Hey it's me, back from my extensive hiatus which included, starting a new job, a trip to the East Coast and the beginning of the school year. No excuse for 3 months of silence but there it is. Anyway, the fall is my favourite time of year, especially October, so I'm back just in time for a big month long Halloween celebration!

Over the next 31 days I'll be recommending a new horror film every day. Just a few sentences about each but hopefully enough to interest and intrigue you. To make it clear from the get go, this is not a "best" list. Not everything I include will be a classic but all will be of interest, that I promise you. To make it easier on myself I have included no films predating 1960 very few made before 1970. This is not because I don't appreciate the older horror films, on the contrary I love and cherish many of them, it's just that it's going to be hard enough to whittle the list down to 31 films released in the last 40 (!) years.

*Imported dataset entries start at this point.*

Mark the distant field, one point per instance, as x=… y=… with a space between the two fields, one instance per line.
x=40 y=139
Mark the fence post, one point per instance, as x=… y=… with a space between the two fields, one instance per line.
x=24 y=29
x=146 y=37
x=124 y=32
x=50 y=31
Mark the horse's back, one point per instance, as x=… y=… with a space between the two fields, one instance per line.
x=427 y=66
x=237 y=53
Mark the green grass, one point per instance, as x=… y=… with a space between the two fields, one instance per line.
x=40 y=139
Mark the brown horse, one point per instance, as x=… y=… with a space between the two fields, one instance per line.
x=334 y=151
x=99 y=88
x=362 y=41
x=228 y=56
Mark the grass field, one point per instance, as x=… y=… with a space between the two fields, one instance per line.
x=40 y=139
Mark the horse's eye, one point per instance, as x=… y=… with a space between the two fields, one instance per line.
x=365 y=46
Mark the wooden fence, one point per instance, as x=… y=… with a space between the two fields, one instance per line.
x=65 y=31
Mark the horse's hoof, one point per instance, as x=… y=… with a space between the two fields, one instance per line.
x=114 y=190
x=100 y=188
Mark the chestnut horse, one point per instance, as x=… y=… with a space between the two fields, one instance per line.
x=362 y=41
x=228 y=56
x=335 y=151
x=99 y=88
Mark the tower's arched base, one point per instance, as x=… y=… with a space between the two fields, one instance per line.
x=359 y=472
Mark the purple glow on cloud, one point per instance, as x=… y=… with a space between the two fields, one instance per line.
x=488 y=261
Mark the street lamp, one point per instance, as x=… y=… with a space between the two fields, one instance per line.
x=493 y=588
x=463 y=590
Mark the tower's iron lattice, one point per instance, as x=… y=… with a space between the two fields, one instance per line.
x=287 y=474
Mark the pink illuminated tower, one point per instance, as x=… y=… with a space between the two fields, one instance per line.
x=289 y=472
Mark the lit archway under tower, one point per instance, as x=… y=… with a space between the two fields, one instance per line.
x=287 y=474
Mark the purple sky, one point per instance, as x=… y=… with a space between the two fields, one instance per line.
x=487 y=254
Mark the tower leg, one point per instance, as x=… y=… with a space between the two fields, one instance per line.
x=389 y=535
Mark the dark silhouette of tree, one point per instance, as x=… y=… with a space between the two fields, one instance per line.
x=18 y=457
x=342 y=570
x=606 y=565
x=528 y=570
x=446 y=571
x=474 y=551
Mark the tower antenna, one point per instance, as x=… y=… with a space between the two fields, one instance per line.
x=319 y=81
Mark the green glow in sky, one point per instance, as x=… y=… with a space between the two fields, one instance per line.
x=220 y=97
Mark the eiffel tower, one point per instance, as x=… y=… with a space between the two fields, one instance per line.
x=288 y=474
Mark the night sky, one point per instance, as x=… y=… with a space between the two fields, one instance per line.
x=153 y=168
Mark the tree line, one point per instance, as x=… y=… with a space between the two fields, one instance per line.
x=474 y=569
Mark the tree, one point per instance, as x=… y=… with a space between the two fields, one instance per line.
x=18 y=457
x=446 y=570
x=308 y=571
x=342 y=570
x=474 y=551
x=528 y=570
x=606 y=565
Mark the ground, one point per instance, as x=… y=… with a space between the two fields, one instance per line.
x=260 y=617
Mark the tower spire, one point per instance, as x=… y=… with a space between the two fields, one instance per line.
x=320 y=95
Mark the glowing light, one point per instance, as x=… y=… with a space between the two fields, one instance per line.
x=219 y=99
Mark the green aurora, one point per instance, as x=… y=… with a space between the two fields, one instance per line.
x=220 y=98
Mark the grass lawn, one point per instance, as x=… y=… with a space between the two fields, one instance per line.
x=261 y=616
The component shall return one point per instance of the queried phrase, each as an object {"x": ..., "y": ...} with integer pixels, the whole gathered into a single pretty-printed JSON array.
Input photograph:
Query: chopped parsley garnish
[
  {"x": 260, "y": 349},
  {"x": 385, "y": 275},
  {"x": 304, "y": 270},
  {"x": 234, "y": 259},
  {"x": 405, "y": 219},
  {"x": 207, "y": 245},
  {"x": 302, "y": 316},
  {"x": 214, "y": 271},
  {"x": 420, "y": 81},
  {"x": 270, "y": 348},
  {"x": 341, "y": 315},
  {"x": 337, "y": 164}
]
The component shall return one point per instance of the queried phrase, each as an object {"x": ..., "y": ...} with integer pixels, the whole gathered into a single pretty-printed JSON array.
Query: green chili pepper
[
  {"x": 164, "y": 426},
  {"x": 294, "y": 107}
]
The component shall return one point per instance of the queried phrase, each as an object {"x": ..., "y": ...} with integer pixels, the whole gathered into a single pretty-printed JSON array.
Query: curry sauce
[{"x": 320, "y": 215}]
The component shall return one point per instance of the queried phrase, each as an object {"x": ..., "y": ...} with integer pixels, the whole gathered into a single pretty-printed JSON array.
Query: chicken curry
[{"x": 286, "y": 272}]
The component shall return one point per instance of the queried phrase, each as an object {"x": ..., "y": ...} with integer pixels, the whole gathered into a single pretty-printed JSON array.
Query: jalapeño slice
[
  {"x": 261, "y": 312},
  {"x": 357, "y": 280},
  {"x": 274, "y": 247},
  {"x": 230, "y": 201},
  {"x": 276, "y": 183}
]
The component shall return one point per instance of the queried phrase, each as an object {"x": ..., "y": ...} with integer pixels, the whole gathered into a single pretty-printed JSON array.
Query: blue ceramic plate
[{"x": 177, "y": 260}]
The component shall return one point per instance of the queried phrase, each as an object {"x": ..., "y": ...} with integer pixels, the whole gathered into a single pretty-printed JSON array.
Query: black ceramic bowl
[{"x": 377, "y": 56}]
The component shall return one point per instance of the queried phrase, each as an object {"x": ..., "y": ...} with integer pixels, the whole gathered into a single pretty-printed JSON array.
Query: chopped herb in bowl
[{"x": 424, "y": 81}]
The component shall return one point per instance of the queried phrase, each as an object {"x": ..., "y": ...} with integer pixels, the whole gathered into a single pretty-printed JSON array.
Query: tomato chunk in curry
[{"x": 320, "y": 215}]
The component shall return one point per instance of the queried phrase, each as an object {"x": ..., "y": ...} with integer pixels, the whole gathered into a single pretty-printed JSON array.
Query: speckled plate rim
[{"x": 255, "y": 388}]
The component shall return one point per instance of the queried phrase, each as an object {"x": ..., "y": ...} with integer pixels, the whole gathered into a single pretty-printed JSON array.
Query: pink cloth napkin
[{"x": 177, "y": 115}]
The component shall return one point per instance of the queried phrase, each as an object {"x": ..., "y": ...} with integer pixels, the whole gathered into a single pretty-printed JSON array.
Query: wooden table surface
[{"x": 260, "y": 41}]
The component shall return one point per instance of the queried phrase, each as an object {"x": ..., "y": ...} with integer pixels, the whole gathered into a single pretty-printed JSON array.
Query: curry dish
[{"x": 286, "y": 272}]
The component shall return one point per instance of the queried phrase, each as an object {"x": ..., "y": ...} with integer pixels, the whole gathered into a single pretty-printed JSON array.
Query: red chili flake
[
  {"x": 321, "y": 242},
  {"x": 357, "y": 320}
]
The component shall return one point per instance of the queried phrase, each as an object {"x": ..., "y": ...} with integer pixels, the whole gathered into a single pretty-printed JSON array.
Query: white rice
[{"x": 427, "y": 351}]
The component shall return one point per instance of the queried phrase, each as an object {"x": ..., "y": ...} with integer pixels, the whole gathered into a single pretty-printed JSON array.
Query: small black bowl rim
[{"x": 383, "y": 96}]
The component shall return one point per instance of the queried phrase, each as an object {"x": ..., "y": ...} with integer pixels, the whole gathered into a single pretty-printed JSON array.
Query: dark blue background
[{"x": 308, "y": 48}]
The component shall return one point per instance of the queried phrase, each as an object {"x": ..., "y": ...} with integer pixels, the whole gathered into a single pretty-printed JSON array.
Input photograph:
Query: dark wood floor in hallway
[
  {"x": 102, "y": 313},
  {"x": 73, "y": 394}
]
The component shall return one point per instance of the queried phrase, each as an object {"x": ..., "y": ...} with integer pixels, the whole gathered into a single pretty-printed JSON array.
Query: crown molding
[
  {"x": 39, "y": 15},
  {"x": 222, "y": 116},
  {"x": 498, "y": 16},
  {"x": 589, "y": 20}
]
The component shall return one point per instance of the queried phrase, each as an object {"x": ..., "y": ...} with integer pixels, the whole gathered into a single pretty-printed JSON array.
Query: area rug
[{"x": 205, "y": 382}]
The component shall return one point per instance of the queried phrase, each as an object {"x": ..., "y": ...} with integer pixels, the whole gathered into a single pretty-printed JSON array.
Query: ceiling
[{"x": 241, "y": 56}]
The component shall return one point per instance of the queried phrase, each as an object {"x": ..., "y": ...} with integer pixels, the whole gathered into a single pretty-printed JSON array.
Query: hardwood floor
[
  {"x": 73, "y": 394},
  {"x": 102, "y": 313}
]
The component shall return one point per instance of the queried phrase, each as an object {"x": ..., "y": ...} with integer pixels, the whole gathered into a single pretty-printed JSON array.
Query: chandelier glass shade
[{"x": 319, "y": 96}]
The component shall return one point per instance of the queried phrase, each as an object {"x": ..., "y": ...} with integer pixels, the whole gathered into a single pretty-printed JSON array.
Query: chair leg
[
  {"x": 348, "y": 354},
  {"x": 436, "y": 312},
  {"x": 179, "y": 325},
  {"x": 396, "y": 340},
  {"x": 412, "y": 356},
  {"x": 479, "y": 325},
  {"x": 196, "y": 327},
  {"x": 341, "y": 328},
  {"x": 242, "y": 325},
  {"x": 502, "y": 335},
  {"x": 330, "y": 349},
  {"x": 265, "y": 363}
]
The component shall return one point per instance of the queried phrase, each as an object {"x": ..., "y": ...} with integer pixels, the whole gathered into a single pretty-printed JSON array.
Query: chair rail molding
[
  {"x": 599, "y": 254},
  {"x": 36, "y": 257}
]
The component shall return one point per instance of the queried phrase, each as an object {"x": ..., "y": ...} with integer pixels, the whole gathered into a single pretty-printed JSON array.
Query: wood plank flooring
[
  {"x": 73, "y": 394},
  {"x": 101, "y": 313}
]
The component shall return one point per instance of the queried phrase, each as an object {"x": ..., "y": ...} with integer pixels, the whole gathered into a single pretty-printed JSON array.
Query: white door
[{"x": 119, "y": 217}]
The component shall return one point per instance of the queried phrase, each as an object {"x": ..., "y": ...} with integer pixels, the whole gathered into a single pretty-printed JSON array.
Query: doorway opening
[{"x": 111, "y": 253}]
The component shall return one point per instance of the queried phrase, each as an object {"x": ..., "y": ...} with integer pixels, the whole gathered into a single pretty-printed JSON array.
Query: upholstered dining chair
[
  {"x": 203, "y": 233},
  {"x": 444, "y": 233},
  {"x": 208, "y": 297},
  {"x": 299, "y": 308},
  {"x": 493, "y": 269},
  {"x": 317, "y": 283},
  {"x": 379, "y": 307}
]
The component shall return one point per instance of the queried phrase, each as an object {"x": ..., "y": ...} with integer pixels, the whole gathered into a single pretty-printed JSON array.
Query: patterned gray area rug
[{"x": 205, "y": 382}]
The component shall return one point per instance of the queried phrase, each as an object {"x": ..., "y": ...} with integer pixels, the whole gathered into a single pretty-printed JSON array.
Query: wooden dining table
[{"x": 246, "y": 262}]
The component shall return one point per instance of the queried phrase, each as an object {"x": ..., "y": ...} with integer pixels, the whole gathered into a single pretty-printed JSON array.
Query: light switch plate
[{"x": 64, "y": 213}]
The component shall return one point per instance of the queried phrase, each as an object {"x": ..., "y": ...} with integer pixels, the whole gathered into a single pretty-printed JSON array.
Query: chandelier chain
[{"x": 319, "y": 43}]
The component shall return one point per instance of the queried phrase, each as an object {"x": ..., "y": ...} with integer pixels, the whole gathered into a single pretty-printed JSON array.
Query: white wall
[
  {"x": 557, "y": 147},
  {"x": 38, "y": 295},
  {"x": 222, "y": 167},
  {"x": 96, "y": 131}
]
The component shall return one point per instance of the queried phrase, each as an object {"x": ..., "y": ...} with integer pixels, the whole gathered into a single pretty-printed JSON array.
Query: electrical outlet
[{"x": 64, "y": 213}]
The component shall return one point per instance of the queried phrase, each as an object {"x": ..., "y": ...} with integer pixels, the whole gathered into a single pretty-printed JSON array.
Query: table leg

So, unfortunately no masterpieces of German Expressionism,  no Universal Monster Classics, none of the great Hammer Studios productions and none of the Roger Corman Poe films (personal favourites of mine). It pains me to not include these, but it's going to be tough enough without them. Also, let's face it, as great as many of these movies are, how scary are they really?

I just want to reiterate this is no meant to be in any way a comprehensive list of the greatest ever horror movies. It is a completely arbitrary collection of films, broadly categorized as "horror", that I like, or at least find interesting. You will be annoyed by my many omissions, and indeed it was annoying for me to make them, but 31 really isn't as large a number as you think.

So lets begin with a doozy:



"All that blood and violence! I thought you were supposed to be the love generation!"

LAST HOUSE ON THE LEFT   (1972)

Directed by Wes Craven

Almost 40 years later this film is as transgressive and provocative as ever, even if it has lost much of it's shock value. I hesitate to actually "recommend" this movie as it's, to put it bluntly, crude, artless and exploitative. It's also unquestionably powerful. A primal story of rape, murder and revenge, audiences in 1972 must have been completely unprepared for it's unblinking portrayal of violent atrocity and it's uncompromising bleakness. All the fears and resentments of the Vietnam era, those between young and old,  the lower and middle classes and conservative and liberal are all fodder for the filmmakers. The horrors of war were being splashed across TV screens nightly so Craven and company wisely asked themselves, "What sort of film would we have to make to get through to a culture so inured to violence and cruelty". Well they came up with one.
I've always been personally ambiguous about the movie, so why am I even writing about it? It's simply one of the most important films of the genre, one that broke new ground in ways both good and bad. Director Craven went on to make a career in horror with slicker, more artful films but never one as brutally effective as this.